[Kstars-devel] XYZ Rotation matrix in 3.5.x

James Bowlin bowlin at mindspring.com
Thu Jun 15 11:21:26 CEST 2006


On Thursday 15 June 2006 02:10, Luciano Montanaro wrote:
> Well, a 20% improvement is not something to sneeze at. Maybe it's not 
> sufficient to visibly improve things, but it may be one of the needed 
> optimizations.

There is some added expense/baggage using the rotation matrix.  First,
each SkyPoint needs storage space for 3 more doubles, the x-y-z.  Also,
in the simple way I implemented it, it does not work for AltAz coordinates.
It is possible that this could be fixed by recalculating the x-y-z
coordinates for all SkyPoints.  But these would then need to get updated
(I think).  Also, I don't know how to deal with refraction correction.

If it didn't come with this extra baggage, then I would have suggested that
we adopt it.  If it had given us a factor of 2 or 3 speed improvement then
I would have argued that the extra expense would be worth it.  But as it
stands now, I think our efforts would be better spent elsewhere.  But I
don't have strong feelings about it.  If other people want this code in
the 4.0 trunk, I would be happy to help port it.  

> > So it appears that modern processors can do simple sin() and cos()
> > calculations almost as fast as multiplication.  This implies that there
> > is probably not much speed boost from caching sin() and cos() values,
> > at least for modern processors.
> >
> 
> Are you sure the speedup is not masked by the overhead of function calls?
> Maybe the toScreen function should be inlined.

This is possible.  It could also be masked by the time it takes to do the
actual drawing on the screen.  The times roughly doubled when I switched
from outline mode to filled mode for drawing the Milky Way.   I'll try
inlining and see if that makes any difference.  

> Also in the toScreen function, you evaluate     
> 
>     double Width = ( width() * screen_scale );
>     double Height = ( height() * screen_scale );
> 
> each time, while it is a value which will not change between invocations.
> (You could actually cache Width * 0.5 and Height * 0.5, from what I see.

Good idea.  But I don't expect this change to give us a startling speed boost.

> Obviously, these optimizations will not do much good if the problem is the 
> function call overhead anyway.
> 
> > For completeness, I've included the new code below.  Only the first two
> > routines are new.  98% of slowToScreenXYZ() came from the original
> > toXY().

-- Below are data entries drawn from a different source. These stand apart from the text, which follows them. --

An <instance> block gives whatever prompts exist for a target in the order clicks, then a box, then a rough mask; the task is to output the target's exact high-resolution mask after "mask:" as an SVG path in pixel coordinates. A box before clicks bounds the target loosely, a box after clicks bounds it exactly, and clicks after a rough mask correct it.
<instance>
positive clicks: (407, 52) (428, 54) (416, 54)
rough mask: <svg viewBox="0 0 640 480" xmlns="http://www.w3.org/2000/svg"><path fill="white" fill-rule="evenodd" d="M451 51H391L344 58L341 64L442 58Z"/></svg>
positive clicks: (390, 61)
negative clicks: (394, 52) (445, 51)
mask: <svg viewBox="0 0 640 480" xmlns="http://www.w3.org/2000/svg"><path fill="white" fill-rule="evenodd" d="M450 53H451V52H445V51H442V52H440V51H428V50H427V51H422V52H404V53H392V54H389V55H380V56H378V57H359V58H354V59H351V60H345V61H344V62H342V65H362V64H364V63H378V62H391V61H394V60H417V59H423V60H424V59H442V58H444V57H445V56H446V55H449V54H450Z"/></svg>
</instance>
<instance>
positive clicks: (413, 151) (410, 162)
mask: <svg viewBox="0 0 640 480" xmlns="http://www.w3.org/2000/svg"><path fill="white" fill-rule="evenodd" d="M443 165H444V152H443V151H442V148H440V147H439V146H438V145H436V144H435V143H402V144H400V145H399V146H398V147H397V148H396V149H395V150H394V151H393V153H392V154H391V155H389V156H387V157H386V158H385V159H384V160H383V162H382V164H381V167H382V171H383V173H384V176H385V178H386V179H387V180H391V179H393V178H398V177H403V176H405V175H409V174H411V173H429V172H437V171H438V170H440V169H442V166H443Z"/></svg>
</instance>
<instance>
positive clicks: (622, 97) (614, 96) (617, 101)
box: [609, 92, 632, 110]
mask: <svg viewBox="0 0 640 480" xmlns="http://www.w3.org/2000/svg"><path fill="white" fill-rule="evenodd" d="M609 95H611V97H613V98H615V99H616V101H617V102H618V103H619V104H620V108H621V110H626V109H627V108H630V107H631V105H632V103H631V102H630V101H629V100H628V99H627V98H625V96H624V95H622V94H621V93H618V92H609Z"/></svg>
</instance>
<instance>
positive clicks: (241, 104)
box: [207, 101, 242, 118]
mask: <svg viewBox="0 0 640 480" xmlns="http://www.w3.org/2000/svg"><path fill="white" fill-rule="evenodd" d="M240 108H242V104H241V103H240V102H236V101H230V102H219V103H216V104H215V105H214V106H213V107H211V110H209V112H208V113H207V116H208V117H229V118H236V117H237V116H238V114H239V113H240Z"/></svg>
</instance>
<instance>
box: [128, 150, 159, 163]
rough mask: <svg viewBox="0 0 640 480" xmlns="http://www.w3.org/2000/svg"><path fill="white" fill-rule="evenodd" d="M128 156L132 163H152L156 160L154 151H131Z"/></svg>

Maybe there is a more efficient way of doing the matrix
> > calculation, making use of the SSE registers or something.  I tried
> > removing the sqrt() from both branches but this didn't significantly
> > alter the timing results.
> >
> 
> Maybe. But vector instructions works best if you feed them with, well, 
> vectors, so probably it should be better to ave a function to iterate over 
> a vector of coordinates.

I can give this a try by putting the celestial x-y-z values in an array and
also put the nine rotation coefficients in an array (or an array of arrays).
But I doubt that the compiler is being given the flags that tell it to use
the SSE registers.  Usually this sort of thing is hand-coded but maybe
compilers have advanced so far that they are now good at this sort of thing.
But you did remind me, I remember working on some code like this about 15
years ago and there was a mild speed boost when the data was put into arrays.

Thanks for the comments Luciano.  You have made me realize that I should
probably run a few more tests: inlining toScreen(); caching the Width and
Height; using arrays for the matrix evaluation; and also running a test that
just calls toScreen() and toXY() repeatedly to eliminate masking due to the
drawing functions.

I had been hoping that this might be a quick "end around" the speed problems
in the 4.0 code that would make it more responsive and thus a more user
friendly development platform.   Unless I've made a mistake (or a series of
mistakes) it doesn't look like that is going to happen.